Ich denke schon. Danach haben viele mit dem Schachspielen angefangen. Auch ein Event 2022 in Los Angeles hat zur Popularität beigetragen: Da waren viele Twitch-Streamer dabei, die ihre Wettkämpfe im Schachboxen gestreamed haben. Das hatte eine völlig neue Medienwirksamkeit. Die Klicks auf Youtube waren unglaublich, da kommt eine WM normalerweise nicht ran. Die Qualität im Schach und Boxen war zwar niedriger als sonst, aber dafür wurden wahnsinnig viele Leute erreicht.
Das klingt, als hätten die sozialen Medien eine wichtige Bedeutung für die Community.
Absolut. Das sieht man auch mit Blick auf bekannte Schachspieler wie Magnus Carlsen. Er hat in einem Instagram-Video gesagt, dass er für zehn Millionen Dollar mit dem Schachboxen anfangen würde. Es hilft total, wenn Vorbilder wie Carlsen unsere unbekannte Sportart erwähnen. Das weckt Aufmerksamkeit und Neugier. Wenn man jetzt noch zehn Millionen Dollar hätte und er tatsächlich Schachboxen ausprobieren würde …

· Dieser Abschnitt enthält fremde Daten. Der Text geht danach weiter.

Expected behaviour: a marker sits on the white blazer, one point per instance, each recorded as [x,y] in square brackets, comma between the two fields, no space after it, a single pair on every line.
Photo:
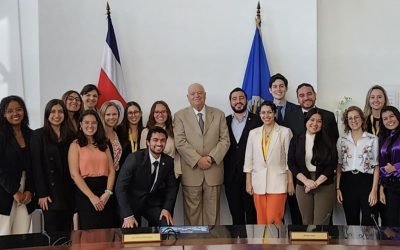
[268,176]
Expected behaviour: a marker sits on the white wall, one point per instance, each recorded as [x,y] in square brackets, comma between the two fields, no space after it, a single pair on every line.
[166,45]
[358,46]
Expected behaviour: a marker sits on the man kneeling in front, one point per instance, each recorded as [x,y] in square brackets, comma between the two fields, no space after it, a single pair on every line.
[146,185]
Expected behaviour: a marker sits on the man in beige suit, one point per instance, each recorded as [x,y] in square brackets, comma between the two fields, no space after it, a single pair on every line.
[202,140]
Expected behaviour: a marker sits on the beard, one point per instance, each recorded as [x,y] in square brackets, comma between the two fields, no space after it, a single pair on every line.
[239,111]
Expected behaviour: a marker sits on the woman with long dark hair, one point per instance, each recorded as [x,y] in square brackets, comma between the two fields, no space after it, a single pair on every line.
[312,160]
[109,114]
[389,164]
[267,177]
[358,153]
[92,169]
[49,153]
[74,105]
[130,129]
[16,178]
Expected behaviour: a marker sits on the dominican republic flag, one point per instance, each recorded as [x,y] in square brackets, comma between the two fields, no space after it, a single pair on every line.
[256,78]
[111,82]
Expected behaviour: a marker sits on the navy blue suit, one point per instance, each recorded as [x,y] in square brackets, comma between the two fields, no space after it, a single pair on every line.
[134,183]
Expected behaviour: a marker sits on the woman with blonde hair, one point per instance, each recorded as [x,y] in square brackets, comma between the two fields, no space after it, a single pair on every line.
[375,100]
[130,129]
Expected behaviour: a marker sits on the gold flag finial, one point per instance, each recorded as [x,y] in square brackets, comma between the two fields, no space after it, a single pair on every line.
[108,8]
[258,17]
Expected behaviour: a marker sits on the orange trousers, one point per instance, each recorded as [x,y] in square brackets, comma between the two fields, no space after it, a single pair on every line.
[270,208]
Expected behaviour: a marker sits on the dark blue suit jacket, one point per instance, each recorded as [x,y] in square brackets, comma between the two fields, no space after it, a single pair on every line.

Würden Sie Magnus Carlsen gern mal im Ring sehen?
Unbedingt. Er könnte ein richtiges Zugpferd für den Sport sein. Man bräuchte aber einen Schachgegner auf Augenhöhe, damit sich das lohnt. Denkbar wären die US-amerikanischen Großmeister Hikaru Nakamura oder Hans Moke Niemann. Magnus Carlsen hat Niemann bei einem Turnier im Jahr 2022 Betrug vorgeworfen.
Der Vorfall wurde mittlerweile untersucht und der Schach-Weltverband hat Carlsen zu einer Geldstrafe verurteilt. Er soll Niemann zu Unrecht des Betrugs bezichtigt haben …
Genau. Gute Freunde werden die beiden wohl kaum. Ich weiß nicht, ob solche Geschichten eher gut oder schlecht für die Popularität des Sports sind (lacht). Aber wenn die beiden in den Ring steigen und die Angelegenheit im Schachboxen klären würden, wäre das sicher lustig.
Frauen sind sowohl im Schach als auch im Boxen in der Minderheit. Wie ist das im Hybridsport?
Ich bin zum Glück nicht mehr allein unter Männern. In meinem Verein trainieren mittlerweile zwei weitere Frauen. Eine von beiden hat sich erst nicht getraut, allein zu kommen und hat dann eine andere Spielerin begleitet.
Ich kann das verstehen. Ich habe damals auch eine Freundin vom Kampfsport mitgeschleppt – obwohl das unnötig ist. Die Leute sind umgänglich und wir sind multikulturell aufgestellt, was Altersklassen und Hintergründe angeht. Man braucht als Frau keine Angst zu haben. Im Schachboxen gibt es keine bösen Sprüche.
Das klingt anders als im Schach, wo zahlreiche Spielerinnen im vergangenen Jahr einen Brief unterzeichnet haben, in dem sie sexualisierte Gewalt und Diskriminierung anprangerten.
Das Problem hatte ich im Schach auch. Ich musste mir sexistische Sprüche anhören und wurde nicht ernst genommen. Auch im Kampfsport wollten Männer manchmal nicht mit mir trainieren. Aber im Schachboxen habe ich solche Erfahrungen bislang nicht gemacht.
Was haben Sie sich für dieses Jahr vorgenommen?
Ich will den WM-Titel verteidigen und ich würde gern an mehr Wettkämpfe teilnehmen. Das ist aber gar nicht so leicht: Ich entspreche nicht den üblichen Kampfsportlerinnen, die meist im Bereich 60 Kilogramm antreten. Für mich ist es daher schwer, Gegnerinnen zu finden.